Die sieben Todsünden – wie die katholische Kirche sie kennt – in neuer Lesart, geschrieben von Bert Brecht, komponiert von Kurt Weill: beißende Satire und bittere Kapitalismuskritik. Autorin: Justina Schreiber
07. Juni
Donnerstag, 07. Juni 2018
Autor(in): Justina Schreiber
Sprecher(in): Caroline Ebner
Illustration: Tobias Kubald
Redaktion: Frank Halbach
Wie schnell sich fleißige Kleinbürger und Bürgerinnen doch von sich selbst entfremden. Weil sie sich nämlich schwuppdiwupp! aufspalten… zum Beispiel in Anna 1, die sich immerzu antreibt: jetzt stell dich nicht so an, da geht noch was an Einsatz und Selbstaufgabe! Und in Anna 2, die (zunächst noch) auf einem Leben beharrt, das auch Faulheit und Würde oder Stolz kennt, um dann letztlich – unter dem Druck ihres Alter Egos – ihre Werte auf dem Altar des Mammons zu opfern. Und damit leider auch ihr Glück. Ja, es ist ein Graus mit dem Kapitalismus. Aber will man das Elend wirklich derartig heftig mit dem dialektischen Holzhammer drübergezogen bekommen…?

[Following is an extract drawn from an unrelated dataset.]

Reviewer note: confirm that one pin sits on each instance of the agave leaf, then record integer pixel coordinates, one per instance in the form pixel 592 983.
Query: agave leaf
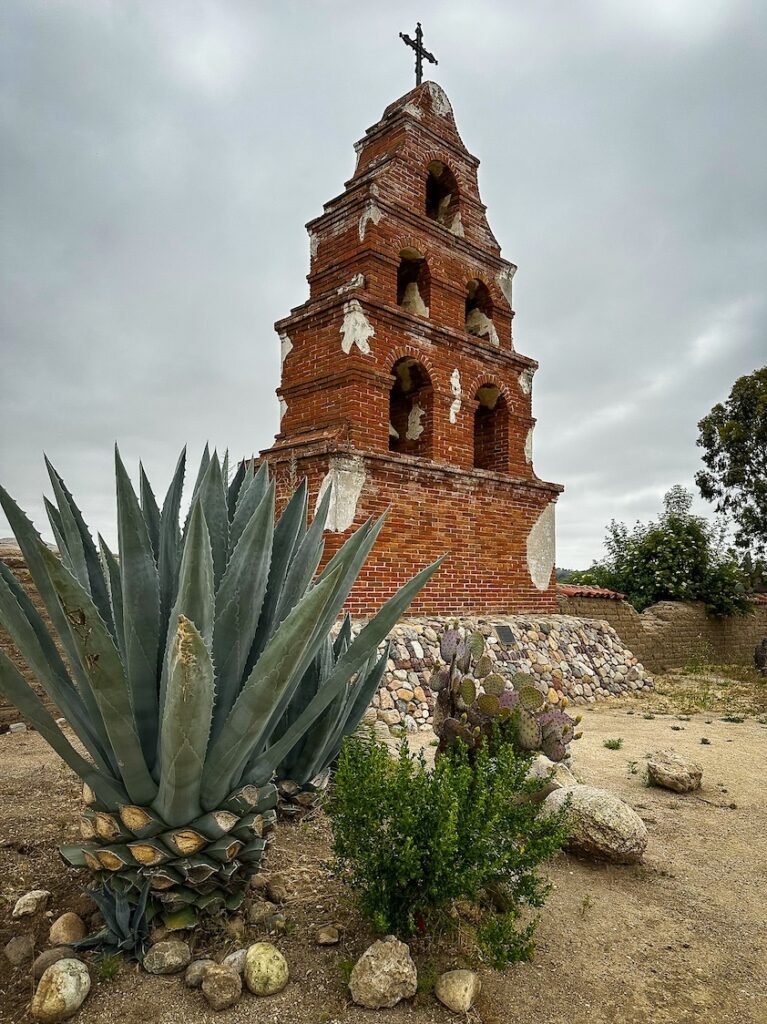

Ein Beweis gelebter Toleranz
Nun, vielleicht war es ganz gut, dass die Mehrheit des Publikums dem deutschen Text der Tanzoper "Die sieben Todsünden" gar nicht folgen konnte, als das Werk am 07. Juni 1933 im Pariser Théâtre des Champs-Élysées Premiere hatte. Und die Emigranten unter den Zuschauern tobten sowieso vor Begeisterung. Für sie bedeutete die Inszenierung ein großartiges Statement. Ein Statement gegen antisemitischen Hass und nationalsozialistische Verfolgungswut. Ein Beweis gelebter Toleranz. Denn hatten sich hier nicht zwei in ihrer Heimat nun verachtete Intellektuelle noch einmal zur Zusammenarbeit vereint? Zwei Querdenker, deren Wege sich bereits getrennt hatten – und zwar wegen eigentlich unüberbrückbarer Differenzen? Aber der Komponist Kurt Weill war über seinen Schatten gesprungen und hatte Bert Brecht eingeladen, das Libretto zu diesem denkwürdigen Gesamtkunstwerk zu schreiben. Und der Dichter reiste extra aus dem Schweizer Exil an, um das Exempel an den beiden Annas zu statuieren: wie eine Person, deren Arbeitskraft auf dem freien Markt nicht viel gilt, in zwei Rollen zerfällt, in die der Ware und die der Sich-Selbst-Ausbeutenden. Was nur funktioniert, so Brecht, wenn sie die sieben Todsünden der Kleinbürger zu vermeiden lernt, als da wären Faulheit, Stolz, Zorn und so weiter.
Sündig hinter den Kulissen
Hinter den Kulissen jedoch schien man – wie zum Trotz - allen Lastern gleichzeitig zu frönen. Kurt Weills Ehefrau Lotte Lenya, die die Hauptrolle der Anna 1 sang, befand sich in Begleitung ihres Liebhabers, des Tenors Otto Pasetti, den der Gatte freundlicherweise mit einer Rolle bedacht hatte. Sie stürzte sich in eine heiße Affäre mit der Tänzerin Tilly Losch, der Darstellerin der Anna 2, deren Mann, der britische Multimillionär Edward James, das Stück aus seiner Portokasse finanzierte. Kurt Weil wiederum turtelte mit der Frau des Bühnenbildners Caspar Neher. Kurz gesagt: in den Wochen, in denen "Die sieben Todsünden" in Paris auf dem Spielplan standen, ließ es das Ensemble wohl ziemlich krachen. Ein Tanz auf dem Pulverfass. Denn die größte Gefahr stellte damals beileibe nicht der vergleichsweise harmlose amerikanische Kapitalismus dar. Sie ging von dem grausamen Regime aus, das sich kurz zuvor in Berlin etabliert hatte.